Taleggio, niente effetto Expo La produzione 2016 frena

Taleggio, niente effetto Expo
La produzione 2016 frena

La Dop rallenta dopo anni di crescita: la sfida è rilanciare l’export. Il presidente Sangiovanni: sui social anche in inglese. Consorzio verso il rinnovo dei vertici

Un anno interlocutorio, il 2016 per il taleggio: dopo la crescita importante di qualche anno fa, per il formaggio simbolo della Bergamasca è cominciata una fase meno brillante, coincisa con un rallentamento della produzione, circa un -1% (per l’esattezza -0,9%, mentre l’anno scorso si era chiuso con un +0,2%) con volumi che si sono comunque mantenuti attorno agli 88.900 quintali (nel 2015 erano stati 89.700 quintali), ma con una certa difficoltà di penetrazione sui mercati esteri, nonostante la scia del dopo Expo, che alle altre principali Dop italiane è servito come trampolino di lancio per incrementare i propri numeri export.

Questo per il taleggio non è avvenuto nel 2016, e anche se i dati export ufficiali si conosceranno solo più avanti (per ora esiste solo un’elaborazione Clal su dati Istat che rileva una forbice tra il -5% e il -2,2% nei primi 9 mesi, ma lega i destini del Taleggio a quelli dell’Italico: impossibile avere il dato disaggregato) si tratta di numeri in controtendenza, se si pensa che nel 2016 sul fronte export, il Grana Padano ha chiuso con un +7,55%; il Parmigiano +5,3%; il Gorgonzola a +8,9% e l’Asiago a + 6,5%.

Di sicuro, anche il presidente del Consorzio di Tutela Lorenzo Sangiovanni (raggruppa 28 produttori e 20 stagionatori) concorda che «l’obiettivo futuro è proprio quello di tornare con prepotenza sui mercati esteri.
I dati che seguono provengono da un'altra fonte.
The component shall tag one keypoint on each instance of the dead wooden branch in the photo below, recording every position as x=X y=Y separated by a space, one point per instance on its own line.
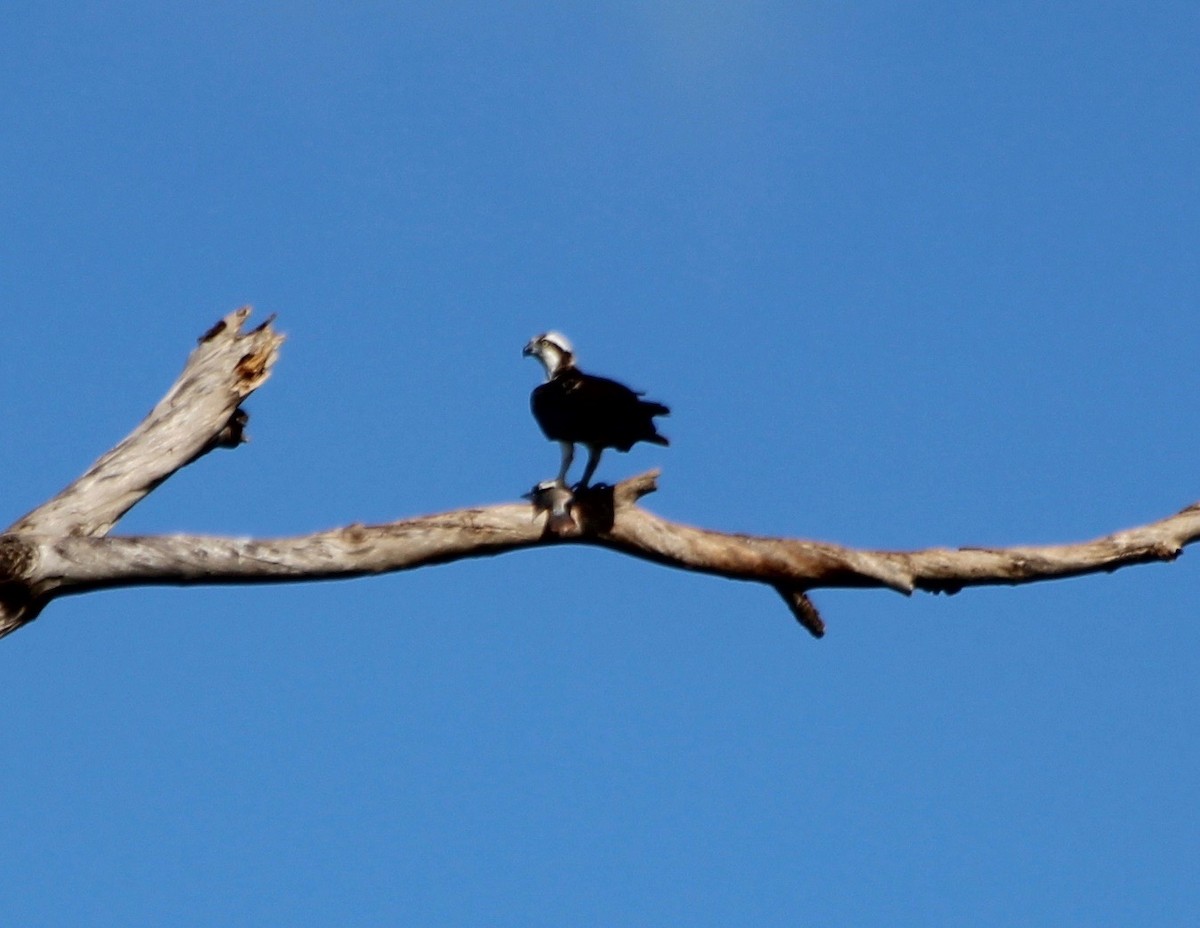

I dati finora sono parziali e quelli legati al formaggio Italico non fanno testo, però è vero che bisogna insistere sul fronte export, perché sappiamo di avere un prodotto di grande qualità e che rappresenta al meglio quelle caratteristiche del made in Italy così ricercate in tutto il mondo sul fronte agroalimentare».

Una delle chiavi per crescere è legata al mondo dei social network: già da anni il Taleggio dialoga molto col mondo social (la pagina Facebook Taleggio Dop conta oltre 78 mila fan, tra cui tanti giovani: i clienti di domani) e ora intensificherà la sua presenza «con un sito anche in lingua inglese, francese e tedesco, per continuare a crescere sui mercati extradomestici. Dopo aver partecipato ad iniziative in Usa e Canada - aggiunge Sangiovanni - vorremmo consolidare in particolare i nostri principali mercati Ue, come Germania e Regno Unito, cercando anche di crescere ulteriormente in Australia e Giappone e sperando nella fine dell’embargo russo». Intanto prosegue la collaborazione con la scuola internazionale di cucina Alma con l’assegnazione di due borse di studio promosse dal Consorzio e l’ottima promozione legata ad Alti Formaggi (insieme a Salva Cremasco e Provolone Valpadana). Tra aprile e maggio è poi in programma l’assemblea del Consorzio col rinnovo cariche: peseranno i voti dei «grandi elettori» tra cui Galbani e Cademartori (entrambe del gruppo Lactalis), Arrigoni di Pagazzano, Latteria di Calvenzano e Mauri.